TRIBUNAL DE JUSTIÇA DO ESTADO DO PIAUÍ
ÓRGÃO JULGADOR : 1ª Turma Recursal
RECURSO INOMINADO CÍVEL (460) No 0802068-67.2023.8.18.0013
RECORRENTE: BANCO BRADESCO FINANCIAMENTOS S.A
Advogado(s) do reclamante: LARISSA SENTO SE ROSSI
RECORRIDO: MARIA DA PENHA LOPES DOS SANTOS SILVA
Advogado(s) do reclamado: ANILSON ALVES FEITOSA
RELATOR(A): 2ª Cadeira da 1ª Turma Recursal
EMENTA
RECURSO INOMINADO. DIREITO DO CONSUMIDOR. EMPRÉSTIMO CONSIGNADO. AUSÊNCIA DE CONTRATO VÁLIDO. CONTRATO SEM ASSINATURA. REFINANCIAMENTO. ÔNUS PROBATÓRIO DA INSTITUIÇÃO FINANCEIRA DEMANDADA NÃO OBSERVADO. ILEGALIDADE DOS DESCONTOS. RECEBIMENTO COMPROVADO. RESTITUIÇÃO SIMPLES DO INDÉBITO DEVIDA. DANOS MORAIS NÃO CONFIGURADOS. SENTENÇA REFORMADA. RECURSO CONHECIDO E PARCIALMENTE PROVIDO.
RELATÓRIO
RECURSO INOMINADO CÍVEL (460) -0802068-67.2023.8.18.0013
Origem:
RECORRENTE: BANCO BRADESCO FINANCIAMENTOS S.A
Advogado do(a) RECORRENTE: LARISSA SENTO SE ROSSI - BA16330-A
RECORRIDO: MARIA DA PENHA LOPES DOS SANTOS SILVA
Advogado do(a) RECORRIDO: ANILSON ALVES FEITOSA - PI17195-A
RELATOR(A): 2ª Cadeira da 1ª Turma Recursal
Trata-se demanda judicial no qual a parte autora afirma que vem sofrendo descontos indevidos em seu benefício em razão de empréstimo(s) consignado de n°815154172 , supostamente realizado(s) de forma fraudulenta pela instituição financeira.

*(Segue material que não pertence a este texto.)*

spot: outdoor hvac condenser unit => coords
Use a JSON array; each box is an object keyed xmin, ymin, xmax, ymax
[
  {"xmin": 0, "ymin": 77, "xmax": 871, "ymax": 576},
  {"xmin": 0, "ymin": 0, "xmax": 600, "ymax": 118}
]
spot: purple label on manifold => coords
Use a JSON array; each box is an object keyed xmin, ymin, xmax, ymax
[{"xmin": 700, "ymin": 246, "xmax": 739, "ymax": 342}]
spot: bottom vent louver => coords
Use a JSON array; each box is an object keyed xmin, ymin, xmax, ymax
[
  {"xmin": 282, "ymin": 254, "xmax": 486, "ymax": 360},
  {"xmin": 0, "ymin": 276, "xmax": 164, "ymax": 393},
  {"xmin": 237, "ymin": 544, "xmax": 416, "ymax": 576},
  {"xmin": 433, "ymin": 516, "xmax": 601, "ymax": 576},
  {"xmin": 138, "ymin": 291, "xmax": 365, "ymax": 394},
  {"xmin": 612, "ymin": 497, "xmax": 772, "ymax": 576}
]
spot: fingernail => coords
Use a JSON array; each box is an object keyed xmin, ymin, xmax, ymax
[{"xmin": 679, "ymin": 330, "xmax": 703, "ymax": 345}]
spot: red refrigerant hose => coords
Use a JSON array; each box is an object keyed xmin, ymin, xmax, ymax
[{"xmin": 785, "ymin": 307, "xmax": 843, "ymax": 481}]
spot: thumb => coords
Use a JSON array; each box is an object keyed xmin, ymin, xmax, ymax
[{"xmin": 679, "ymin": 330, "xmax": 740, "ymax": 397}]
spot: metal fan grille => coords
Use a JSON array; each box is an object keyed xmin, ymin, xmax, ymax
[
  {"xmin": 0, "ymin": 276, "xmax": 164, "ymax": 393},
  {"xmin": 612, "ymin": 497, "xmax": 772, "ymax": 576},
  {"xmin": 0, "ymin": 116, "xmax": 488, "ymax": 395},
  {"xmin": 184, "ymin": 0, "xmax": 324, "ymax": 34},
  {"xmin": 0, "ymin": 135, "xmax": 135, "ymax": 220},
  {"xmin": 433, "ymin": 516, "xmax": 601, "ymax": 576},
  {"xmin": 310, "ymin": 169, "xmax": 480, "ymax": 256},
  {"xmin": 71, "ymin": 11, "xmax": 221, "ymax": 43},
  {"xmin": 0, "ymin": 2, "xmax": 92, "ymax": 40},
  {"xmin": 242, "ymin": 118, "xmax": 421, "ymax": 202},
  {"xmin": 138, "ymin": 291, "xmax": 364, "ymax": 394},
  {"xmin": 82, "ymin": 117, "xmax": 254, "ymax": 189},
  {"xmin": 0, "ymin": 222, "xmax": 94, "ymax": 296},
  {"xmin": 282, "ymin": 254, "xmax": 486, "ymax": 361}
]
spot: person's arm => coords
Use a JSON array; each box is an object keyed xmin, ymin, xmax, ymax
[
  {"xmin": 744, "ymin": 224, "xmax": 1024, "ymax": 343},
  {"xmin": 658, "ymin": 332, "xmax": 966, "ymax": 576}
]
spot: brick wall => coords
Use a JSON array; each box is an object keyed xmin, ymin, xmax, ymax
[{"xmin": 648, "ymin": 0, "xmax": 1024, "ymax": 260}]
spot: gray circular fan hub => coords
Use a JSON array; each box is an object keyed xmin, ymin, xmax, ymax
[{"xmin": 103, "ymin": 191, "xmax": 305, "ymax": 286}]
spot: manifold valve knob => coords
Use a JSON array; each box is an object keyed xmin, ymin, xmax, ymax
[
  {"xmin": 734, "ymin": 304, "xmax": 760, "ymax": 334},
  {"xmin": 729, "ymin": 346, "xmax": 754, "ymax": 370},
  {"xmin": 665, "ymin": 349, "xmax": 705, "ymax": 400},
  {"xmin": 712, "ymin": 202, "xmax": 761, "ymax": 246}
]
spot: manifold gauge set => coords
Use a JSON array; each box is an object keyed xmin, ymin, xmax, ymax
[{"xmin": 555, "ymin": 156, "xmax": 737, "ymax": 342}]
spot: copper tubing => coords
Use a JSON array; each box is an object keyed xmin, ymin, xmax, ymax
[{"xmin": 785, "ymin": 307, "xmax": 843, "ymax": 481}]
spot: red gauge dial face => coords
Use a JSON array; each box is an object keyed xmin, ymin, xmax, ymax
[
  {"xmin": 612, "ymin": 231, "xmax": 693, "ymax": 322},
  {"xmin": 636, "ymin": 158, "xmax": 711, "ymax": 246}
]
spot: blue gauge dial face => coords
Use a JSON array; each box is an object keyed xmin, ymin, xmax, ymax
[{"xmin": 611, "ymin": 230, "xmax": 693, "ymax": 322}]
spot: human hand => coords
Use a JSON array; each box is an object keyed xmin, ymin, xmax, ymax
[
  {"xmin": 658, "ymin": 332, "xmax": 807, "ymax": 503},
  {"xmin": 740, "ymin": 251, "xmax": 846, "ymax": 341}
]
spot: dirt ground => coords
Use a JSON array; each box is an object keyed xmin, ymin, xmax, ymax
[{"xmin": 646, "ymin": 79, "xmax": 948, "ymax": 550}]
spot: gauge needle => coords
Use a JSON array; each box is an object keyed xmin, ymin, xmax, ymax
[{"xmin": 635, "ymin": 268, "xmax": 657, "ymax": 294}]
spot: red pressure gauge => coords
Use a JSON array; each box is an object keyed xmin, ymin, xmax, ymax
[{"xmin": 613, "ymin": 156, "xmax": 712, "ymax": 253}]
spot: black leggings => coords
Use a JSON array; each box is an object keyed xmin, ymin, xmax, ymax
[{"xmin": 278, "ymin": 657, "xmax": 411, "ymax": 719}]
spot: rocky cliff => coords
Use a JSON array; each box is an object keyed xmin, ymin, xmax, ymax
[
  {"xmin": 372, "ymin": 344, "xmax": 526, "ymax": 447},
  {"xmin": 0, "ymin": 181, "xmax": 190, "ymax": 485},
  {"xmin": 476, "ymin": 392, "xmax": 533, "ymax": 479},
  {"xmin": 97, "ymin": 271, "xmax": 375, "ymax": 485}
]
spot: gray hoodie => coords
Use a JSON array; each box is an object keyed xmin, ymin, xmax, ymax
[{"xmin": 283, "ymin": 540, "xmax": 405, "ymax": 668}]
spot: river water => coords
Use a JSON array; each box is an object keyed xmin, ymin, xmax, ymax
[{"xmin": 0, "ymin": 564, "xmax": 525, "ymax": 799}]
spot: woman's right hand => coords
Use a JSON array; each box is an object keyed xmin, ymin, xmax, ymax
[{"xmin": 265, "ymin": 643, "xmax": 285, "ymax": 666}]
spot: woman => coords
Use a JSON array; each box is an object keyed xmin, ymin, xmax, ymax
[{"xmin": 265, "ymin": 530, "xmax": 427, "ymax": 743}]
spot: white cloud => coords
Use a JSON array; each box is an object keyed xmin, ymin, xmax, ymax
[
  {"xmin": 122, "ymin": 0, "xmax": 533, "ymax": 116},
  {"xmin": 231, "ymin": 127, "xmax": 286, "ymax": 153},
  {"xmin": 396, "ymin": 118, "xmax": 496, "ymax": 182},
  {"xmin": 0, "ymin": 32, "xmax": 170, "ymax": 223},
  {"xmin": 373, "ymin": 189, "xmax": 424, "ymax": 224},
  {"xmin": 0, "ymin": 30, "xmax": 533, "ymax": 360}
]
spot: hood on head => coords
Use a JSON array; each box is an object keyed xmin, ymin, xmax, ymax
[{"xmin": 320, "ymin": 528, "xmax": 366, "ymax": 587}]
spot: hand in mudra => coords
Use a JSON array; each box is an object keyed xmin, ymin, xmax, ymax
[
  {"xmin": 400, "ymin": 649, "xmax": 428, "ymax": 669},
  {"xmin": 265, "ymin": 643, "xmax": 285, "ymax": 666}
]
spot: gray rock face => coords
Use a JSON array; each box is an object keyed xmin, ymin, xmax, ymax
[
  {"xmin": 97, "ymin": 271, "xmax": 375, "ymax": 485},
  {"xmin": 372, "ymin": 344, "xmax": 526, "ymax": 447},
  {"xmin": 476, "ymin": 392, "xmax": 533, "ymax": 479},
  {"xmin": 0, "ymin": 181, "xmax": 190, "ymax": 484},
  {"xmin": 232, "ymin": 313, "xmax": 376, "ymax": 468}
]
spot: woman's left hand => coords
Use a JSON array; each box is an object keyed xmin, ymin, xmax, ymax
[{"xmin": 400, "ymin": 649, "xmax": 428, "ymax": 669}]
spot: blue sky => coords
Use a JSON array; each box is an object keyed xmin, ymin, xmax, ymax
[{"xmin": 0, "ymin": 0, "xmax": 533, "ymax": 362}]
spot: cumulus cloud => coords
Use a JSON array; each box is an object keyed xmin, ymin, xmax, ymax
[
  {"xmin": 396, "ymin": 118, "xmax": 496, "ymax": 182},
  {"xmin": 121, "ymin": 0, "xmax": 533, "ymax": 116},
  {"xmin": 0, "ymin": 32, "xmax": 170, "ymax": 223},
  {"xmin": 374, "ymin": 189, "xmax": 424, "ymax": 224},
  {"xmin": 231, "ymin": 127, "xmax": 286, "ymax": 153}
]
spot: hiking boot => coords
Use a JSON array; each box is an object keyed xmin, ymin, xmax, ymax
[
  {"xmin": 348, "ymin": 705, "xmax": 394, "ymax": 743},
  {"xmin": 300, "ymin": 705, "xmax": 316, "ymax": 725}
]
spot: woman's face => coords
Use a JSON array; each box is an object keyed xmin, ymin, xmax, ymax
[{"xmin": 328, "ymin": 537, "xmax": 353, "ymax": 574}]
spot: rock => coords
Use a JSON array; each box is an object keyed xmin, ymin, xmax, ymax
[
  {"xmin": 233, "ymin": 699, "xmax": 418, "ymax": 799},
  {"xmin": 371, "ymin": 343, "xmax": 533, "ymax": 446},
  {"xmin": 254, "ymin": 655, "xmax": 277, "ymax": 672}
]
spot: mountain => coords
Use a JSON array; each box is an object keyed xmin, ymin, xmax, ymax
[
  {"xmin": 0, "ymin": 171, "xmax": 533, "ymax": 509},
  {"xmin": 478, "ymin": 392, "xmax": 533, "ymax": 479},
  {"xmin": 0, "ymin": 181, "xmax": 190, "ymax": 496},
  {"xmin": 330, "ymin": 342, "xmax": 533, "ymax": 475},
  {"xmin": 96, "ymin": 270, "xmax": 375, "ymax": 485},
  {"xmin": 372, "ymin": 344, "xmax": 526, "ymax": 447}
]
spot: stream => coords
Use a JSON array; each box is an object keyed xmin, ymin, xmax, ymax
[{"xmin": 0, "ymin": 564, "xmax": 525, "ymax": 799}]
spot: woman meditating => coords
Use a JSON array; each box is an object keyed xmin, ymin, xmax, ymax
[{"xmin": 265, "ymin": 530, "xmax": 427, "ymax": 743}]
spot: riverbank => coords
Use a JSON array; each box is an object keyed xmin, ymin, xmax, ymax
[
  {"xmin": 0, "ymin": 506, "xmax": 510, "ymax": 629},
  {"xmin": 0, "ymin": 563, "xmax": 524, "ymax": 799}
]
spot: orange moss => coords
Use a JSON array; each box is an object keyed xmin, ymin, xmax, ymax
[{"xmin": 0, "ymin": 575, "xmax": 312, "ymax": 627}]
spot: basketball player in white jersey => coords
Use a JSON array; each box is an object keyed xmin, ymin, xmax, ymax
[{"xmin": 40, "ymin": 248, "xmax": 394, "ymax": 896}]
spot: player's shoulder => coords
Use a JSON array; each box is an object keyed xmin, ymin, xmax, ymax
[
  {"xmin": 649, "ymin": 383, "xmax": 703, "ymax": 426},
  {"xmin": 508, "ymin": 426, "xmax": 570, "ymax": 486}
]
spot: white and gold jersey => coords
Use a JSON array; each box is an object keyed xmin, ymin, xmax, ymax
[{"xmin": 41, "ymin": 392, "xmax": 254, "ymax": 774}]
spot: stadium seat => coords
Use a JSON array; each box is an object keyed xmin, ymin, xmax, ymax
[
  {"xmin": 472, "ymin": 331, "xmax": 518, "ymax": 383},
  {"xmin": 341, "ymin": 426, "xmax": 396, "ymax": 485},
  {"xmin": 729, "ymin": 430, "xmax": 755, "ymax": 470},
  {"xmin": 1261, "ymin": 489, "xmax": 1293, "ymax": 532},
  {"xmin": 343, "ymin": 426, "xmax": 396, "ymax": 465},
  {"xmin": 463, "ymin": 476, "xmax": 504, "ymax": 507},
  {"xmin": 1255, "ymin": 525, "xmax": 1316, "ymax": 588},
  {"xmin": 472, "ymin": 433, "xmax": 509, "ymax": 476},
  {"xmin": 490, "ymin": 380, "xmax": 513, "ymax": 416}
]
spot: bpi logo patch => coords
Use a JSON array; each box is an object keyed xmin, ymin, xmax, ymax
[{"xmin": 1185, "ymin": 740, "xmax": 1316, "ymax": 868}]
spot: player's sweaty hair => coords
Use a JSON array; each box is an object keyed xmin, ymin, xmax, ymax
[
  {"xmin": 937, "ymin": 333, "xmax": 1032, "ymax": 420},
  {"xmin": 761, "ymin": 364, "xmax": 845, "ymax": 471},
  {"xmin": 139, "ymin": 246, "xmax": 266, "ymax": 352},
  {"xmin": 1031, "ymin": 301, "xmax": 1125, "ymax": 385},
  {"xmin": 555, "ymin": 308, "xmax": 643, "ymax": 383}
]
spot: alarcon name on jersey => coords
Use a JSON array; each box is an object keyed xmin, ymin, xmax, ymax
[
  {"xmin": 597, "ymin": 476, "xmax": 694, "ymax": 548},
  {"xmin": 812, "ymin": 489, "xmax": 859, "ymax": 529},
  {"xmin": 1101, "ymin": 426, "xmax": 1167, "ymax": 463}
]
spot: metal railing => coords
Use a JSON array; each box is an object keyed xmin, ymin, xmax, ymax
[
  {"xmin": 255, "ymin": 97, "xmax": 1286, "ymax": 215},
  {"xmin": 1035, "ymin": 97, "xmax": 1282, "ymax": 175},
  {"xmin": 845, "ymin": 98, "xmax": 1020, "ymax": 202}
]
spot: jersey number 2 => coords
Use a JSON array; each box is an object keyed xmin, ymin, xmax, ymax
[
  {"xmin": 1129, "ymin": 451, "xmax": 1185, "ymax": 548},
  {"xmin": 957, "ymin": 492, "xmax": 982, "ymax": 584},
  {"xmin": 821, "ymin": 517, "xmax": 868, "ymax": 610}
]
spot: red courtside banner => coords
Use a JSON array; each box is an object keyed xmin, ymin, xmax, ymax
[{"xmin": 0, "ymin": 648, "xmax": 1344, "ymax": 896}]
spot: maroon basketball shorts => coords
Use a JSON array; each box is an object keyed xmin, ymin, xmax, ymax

Após instrução processual, sobreveio sentença (Id nº18320788), onde o juízo a quo JULGOU PROCEDENTE, EM PARTE, os pedidos da exordial, nos termos do art. 487, inc. I do CPC, para:
I - Declarar nulo o contrato de cartão de crédito consignado n. 815154172, via de consequência, declaro inexistente qualquer débito referente às taxas de reserva de margem consignável do cartão de crédito, ora declarado nulo e, ainda, determino à requeria que libere a margem de crédito consignável da parte autora;
II - Condenar a requerida na obrigação de abster-se de efetuar descontos em contracheque da parte autora em decorrência do contrato n. 815154172, a partir de sua intimação pessoal acerca desta sentença (s. 410/STJ), sob pena de multa diária por descumprimento, arbitrada no valor de R$ 500,00 por desconto indevido, até o limite de 10 (dez) dias multa, a serem revertidos em favor da promovente;
III - Condenar a requerida a restituir a quantia de R$ 2.556,07 (dois mil reais e quinhentos e cinquenta e seis reais e sete centavos), devidos de forma simples, que deverá ser atualizada monetariamente a partir do evento danoso, qual seja, 18/08/2021 (súmula 43 STJ) e juros de mora a partir da citação, segundo índices praticados pelo E. Tribunal de Justiça Estadual;
IV - Condenar o banco requerido ao pagamento da quantia de R$ 4.000,00 (quatro mil reais), a título de danos morais, acrescidos de correção monetária a partir do arbitramento (súmula 362 do STJ), segundo índices praticados pelo E. Tribunal de Justiça local, consoante os princípios da razoabilidade e proporcionalidade em sua cominação.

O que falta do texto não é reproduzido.